Pan-Genomic Analysis Permits Differentiation of Virulent and Non-virulent Strains of Xanthomonas arboricola That Cohabit Prunus spp. and Elucidate Bacterial Virulence Factors

Abstract

Xanthomonas arboricola is a plant-associated bacterial species that causes diseases on several plant hosts. One of the most virulent pathovars within this species is X. arboricola pv. pruni (Xap), the causal agent of bacterial spot disease of stone fruit trees and almond. Recently, a non-virulent Xap-look-a-like strain isolated from Prunus was characterized and its genome compared to pathogenic strains of Xap, revealing differences in the profile of virulence factors, such as the genes related to the type III secretion system (T3SS) and type III effectors (T3Es).

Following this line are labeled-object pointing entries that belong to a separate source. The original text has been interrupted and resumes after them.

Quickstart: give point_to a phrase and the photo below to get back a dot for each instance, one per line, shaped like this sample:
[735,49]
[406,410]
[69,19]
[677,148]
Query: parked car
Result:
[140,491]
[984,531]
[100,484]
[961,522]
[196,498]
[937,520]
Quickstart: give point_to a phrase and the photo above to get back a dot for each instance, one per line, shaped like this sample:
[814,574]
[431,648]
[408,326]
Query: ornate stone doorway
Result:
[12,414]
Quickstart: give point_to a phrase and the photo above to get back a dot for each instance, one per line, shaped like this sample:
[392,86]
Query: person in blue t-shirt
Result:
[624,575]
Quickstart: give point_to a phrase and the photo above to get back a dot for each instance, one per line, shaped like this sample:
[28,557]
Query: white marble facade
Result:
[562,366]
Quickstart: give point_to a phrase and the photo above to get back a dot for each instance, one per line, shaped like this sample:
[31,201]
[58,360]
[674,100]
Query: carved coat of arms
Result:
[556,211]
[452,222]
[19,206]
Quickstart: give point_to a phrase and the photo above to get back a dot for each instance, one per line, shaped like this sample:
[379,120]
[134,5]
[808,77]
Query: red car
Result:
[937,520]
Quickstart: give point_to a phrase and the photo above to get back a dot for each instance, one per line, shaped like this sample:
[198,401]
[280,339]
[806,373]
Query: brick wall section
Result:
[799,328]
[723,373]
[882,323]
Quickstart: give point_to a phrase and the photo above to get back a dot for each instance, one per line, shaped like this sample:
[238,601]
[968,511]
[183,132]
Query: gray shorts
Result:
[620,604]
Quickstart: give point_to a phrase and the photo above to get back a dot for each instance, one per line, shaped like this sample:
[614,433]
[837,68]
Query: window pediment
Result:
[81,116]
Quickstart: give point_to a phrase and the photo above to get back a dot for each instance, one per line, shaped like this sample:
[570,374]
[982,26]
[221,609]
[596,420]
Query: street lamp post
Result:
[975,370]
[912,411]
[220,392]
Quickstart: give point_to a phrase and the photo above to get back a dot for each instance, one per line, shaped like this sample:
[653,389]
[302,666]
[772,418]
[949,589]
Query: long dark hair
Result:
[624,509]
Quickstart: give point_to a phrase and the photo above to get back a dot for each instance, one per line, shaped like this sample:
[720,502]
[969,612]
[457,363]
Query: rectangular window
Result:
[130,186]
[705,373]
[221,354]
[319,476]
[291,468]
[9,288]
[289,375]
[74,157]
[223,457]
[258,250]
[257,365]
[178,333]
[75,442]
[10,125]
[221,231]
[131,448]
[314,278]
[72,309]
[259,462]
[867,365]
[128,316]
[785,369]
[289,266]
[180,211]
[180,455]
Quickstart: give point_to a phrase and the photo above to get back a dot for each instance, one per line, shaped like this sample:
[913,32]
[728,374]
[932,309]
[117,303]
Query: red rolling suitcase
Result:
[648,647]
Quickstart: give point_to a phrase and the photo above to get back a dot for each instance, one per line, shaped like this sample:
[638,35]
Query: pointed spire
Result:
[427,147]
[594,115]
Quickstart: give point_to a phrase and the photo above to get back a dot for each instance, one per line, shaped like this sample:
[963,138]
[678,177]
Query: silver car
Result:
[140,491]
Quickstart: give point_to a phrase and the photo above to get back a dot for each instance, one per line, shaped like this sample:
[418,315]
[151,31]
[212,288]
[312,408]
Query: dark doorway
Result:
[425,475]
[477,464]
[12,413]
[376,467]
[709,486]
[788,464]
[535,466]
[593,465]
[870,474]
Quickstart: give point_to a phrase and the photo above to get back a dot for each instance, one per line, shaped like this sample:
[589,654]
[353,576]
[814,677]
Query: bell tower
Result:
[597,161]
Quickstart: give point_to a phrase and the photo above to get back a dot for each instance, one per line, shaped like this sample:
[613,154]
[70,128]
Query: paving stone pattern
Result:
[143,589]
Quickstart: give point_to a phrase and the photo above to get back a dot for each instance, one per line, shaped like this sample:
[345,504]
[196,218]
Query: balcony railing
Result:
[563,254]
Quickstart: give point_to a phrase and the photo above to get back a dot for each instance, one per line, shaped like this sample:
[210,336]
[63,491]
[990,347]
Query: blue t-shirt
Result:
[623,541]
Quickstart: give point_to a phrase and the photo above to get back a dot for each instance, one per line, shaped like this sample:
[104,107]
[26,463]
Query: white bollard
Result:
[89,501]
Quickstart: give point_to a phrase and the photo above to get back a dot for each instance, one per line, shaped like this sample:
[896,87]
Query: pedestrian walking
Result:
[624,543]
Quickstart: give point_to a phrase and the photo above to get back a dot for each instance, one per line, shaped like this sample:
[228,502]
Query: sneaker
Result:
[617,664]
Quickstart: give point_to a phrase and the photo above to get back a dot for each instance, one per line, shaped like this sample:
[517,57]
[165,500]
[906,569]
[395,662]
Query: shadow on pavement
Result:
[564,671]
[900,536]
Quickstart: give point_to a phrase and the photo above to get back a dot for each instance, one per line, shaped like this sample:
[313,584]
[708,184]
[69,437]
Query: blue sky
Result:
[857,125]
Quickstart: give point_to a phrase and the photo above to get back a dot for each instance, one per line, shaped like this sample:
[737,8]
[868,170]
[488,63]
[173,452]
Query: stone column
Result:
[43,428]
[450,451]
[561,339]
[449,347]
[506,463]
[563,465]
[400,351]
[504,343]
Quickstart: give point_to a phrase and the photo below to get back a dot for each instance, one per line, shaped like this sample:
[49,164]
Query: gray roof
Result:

The existence of this atypical strain arouses several questions associated with the abundance, the pathogenicity, and the evolutionary context of X. arboricola on Prunus hosts. After an initial characterization of a collection of Xanthomonas strains isolated from Prunus bacterial spot outbreaks in Spain during the past decade, six Xap-look-a-like strains, that did not clustered with the pathogenic strains of Xap according to a multi locus sequence analysis, were identified. Pathogenicity of these strains was analyzed and the genome sequences of two Xap-look-a-like strains, CITA 14 and CITA 124, non-virulent to Prunus spp., were obtained and compared to those available genomes of X. arboricola associated with this host plant. Differences were found among the genomes of the virulent and the Prunus non-virulent strains in several characters related to the pathogenesis process. Additionally, a pan-genomic analysis that included the available genomes of X. arboricola, revealed that the atypical strains associated with Prunus were related to a group of non-virulent or low virulent strains isolated from a wide host range. The repertoire of the genes related to T3SS and T3Es varied among the strains of this cluster and those strains related to the most virulent pathovars of the species, corylina, juglandis, and pruni. This variability provides information about the potential evolutionary process associated to the acquisition of pathogenicity and host specificity in X. arboricola. Finally, based in the genomic differences observed between the virulent and the non-virulent strains isolated from Prunus, a sensitive and specific real-time PCR protocol was designed to detect and identify Xap strains. This method avoids miss-identifications due to atypical strains of X. arboricola that can cohabit Prunus.

Keywords: almond; bacterial spot disease; comparative genomics; stone fruit trees.

Figure 1

Maximum likelihood tree of concatenated sequences of the genes dnaK, fyuA, gyrB and rpoD of non-virulent Xanthomonas arboricola strains isolated from Prunus spp. For comparative purposes pathogenic strains of X. arboricola pv. pruni isolated from Prunus spp. and X. arboricola strains isolated from other hosts were included. X. citri subsp. citri was used as an outgroup. Bootstrap values of 1,000 replicates are represented over or below the branches. Selected strains for subsequent whole genome sequencing are in bold.

Figure 2

Graphical circular representation of the draft genome of the Prunus-non-virulent strains of Xanthomonas arboricola CITA 14 and CITA 124. The contigs were arranged by Mauve, using the genome sequence of X. arboricola pv. juglandis strain Xaj417 as reference. COG categories were assigned to predicted genes using the NCBI's conserved domain database. Circular map was constructed using CGview. From outside to center: Genes on forward strand; genes on reverse strand; GC content; GC skew.

Figure 3

Potential groups of orthologous genes present in Xanthomonas arboricola. Core, shell and cloud groups of orthologous genes shared by 17 genome sequences of X. arboricola (A). Venn diagram showing the groups of orthologous genes shared by five genome sequences of pathogenic (CITA 33 and IVIA 2626.1) and non-virulent (CITA 14, CITA 44, and CITA 124) strains of X. arboricola isolated from Prunus spp. (B).

Figure 4

Pan-genome tree for 17 strains of Xanthomonas arboricola with a variable virulence. Tree construction was based in the distance between genomes according to the Manhattan distance. Bootstrap values over 50% are showed at the branch points.

Figure 5

Calibration curves for detection of xopE3 in Xanthomonas arboricola pv. pruni. Calibration curves have been obtained from dilution series of purified DNA (A) and bacterial cells (B) of X. arboricola pv. pruni strain CITA 33. Real-time PCR amplification was performed in three independent assays using the primers XopE3F/R and the TaqMan probe XopE3p.